The Court continued in relevant part: On a motion to suppress evidence for which a warrant was obtained, the trial court’s review is limited to the information contained within the four corners of the supporting affidavit, as supplemented by sworn testimony before the issuing judge that is recorded contemporaneously. Here, the State properly identified the history leading up to the request for a search warrant in its affidavit. Context is important and helpful to the examining judge. Moreover, in a challenge to the validity of a search warrant, reviewing courts consider significant omissions from affidavits in assessing whether the warrant was supported by probable cause. That does not mean, however, that the grant of a forward-looking warrant can validate actions already taken. The State must provide evidence to support the reasonableness of the suspicion that led to the stop that can be tested through the adversarial process. That process would be defeated if the grant of a warrant could retroactively sanction a warrantless seizure.

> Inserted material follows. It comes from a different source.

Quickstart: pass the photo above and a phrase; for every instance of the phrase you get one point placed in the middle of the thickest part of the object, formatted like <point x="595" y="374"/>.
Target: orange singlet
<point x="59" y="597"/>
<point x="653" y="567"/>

The trial court here afforded to the State ample opportunity to support the stop and scheduled a motion hearing for the determination of reasonable suspicion. Because the State presented no other evidence, the State did not carry its burden to prove the validity of the stop.
Here, there is no evidence that defendants’ car would have been searched if not for the unsupported stop. Without the stop, the officers would not have smelled marijuana, would not have called for a canine sniff, and would not have sought a warrant. The search was unquestionably incident to the stop, and the evidence obtained through the search was thus subject to suppression.
The State may have been spoiled by the recent trend in case law related to criminal justice reform and pretrial detention hearings. The trend is to allow the prosecutor to procced at a detention hearing via proffer and hearsay reports as opposed to live testimony.